Reasoning & Thinking
For models that support it, the Siraya Model Router API can return Reasoning Tokens, also known as Thinking Tokens. Siraya Model Router normalizes the different ways of customizing the amount of reasoning tokens that the model will use, providing a unified reasoning & thinking interface across different providers.
Reasoning tokens provide a transparent look into the reasoning steps taken by a model. Reasoning tokens are considered output tokens and charged accordingly.
Siraya Model Router provides a unified parameter wrapper for Reasoning & Thinking.

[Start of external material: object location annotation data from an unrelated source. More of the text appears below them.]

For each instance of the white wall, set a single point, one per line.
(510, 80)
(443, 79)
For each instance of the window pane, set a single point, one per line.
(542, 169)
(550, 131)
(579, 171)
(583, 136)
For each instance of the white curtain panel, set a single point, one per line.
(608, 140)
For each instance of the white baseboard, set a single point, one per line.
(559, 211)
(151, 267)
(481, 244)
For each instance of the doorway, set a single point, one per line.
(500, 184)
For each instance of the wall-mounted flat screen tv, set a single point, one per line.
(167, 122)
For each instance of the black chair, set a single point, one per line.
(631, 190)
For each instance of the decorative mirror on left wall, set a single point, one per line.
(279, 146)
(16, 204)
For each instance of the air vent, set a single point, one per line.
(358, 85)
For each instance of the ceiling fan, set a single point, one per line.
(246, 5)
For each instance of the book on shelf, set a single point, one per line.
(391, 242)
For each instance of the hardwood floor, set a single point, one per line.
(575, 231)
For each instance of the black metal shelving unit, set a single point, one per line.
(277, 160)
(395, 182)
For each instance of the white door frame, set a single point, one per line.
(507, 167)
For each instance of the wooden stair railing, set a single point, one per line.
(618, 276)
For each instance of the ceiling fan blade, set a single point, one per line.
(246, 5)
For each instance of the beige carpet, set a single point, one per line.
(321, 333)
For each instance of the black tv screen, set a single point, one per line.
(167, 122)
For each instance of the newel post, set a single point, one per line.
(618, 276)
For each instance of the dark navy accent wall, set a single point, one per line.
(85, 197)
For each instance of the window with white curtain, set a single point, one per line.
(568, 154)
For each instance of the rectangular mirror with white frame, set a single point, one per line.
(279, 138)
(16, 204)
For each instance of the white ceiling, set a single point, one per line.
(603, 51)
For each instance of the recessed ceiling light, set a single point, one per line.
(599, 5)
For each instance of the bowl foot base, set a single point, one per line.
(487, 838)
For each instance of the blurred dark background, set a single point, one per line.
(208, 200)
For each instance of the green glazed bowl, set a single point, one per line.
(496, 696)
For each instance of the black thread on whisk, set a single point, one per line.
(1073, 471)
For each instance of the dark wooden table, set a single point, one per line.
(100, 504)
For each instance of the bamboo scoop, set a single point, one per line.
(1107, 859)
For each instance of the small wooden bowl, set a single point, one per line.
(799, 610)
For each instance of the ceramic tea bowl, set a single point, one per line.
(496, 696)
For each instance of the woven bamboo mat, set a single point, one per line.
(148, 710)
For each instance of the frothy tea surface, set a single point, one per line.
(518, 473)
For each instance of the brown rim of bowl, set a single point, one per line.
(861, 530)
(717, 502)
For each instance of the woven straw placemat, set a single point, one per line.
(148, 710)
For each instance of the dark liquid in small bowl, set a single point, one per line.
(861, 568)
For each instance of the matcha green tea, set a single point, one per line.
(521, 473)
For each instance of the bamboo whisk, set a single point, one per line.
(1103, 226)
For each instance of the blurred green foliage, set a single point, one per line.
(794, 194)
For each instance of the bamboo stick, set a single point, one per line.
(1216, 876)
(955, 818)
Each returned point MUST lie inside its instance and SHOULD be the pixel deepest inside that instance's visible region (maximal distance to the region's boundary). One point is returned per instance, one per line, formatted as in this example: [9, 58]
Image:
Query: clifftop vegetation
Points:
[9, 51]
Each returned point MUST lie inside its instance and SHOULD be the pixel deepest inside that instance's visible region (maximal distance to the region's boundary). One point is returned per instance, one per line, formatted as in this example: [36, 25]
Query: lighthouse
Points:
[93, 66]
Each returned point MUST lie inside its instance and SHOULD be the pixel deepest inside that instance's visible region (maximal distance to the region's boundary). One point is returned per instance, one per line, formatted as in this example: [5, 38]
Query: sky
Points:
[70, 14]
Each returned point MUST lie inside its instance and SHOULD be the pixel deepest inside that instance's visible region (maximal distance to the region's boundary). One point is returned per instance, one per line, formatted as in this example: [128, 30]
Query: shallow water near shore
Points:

- If the "reasoning" field is not included in the request, Siraya Model Router will keep this parameter in an "unset" state, that is, follow the default value of the provider origin site.
- If the "reasoning" field is included in the request, Siraya Model Router will uniformly perform parameter conversion to adapt to the Reasoning & Thinking parameter formats of different providers.
Reasoning tokens are included in the response by default if the model decides to output them. Reasoning tokens will appear in the reasoning field of each message.
Controlling Reasoning Tokens in OpenAI Chat Completions
You can control reasoning tokens in your requests using the reasoning parameter:
{
"model": "gemini-2.5-pro",
"messages": [],
"reasoning": {
// One of the following (not both):
"effort": "high", // Can be "xhigh", "high", "medium", "low", "minimal" or "none"
"max_tokens": 2000, // Specific token limit
}
}
The reasoning config object consolidates settings for controlling reasoning strength across different models.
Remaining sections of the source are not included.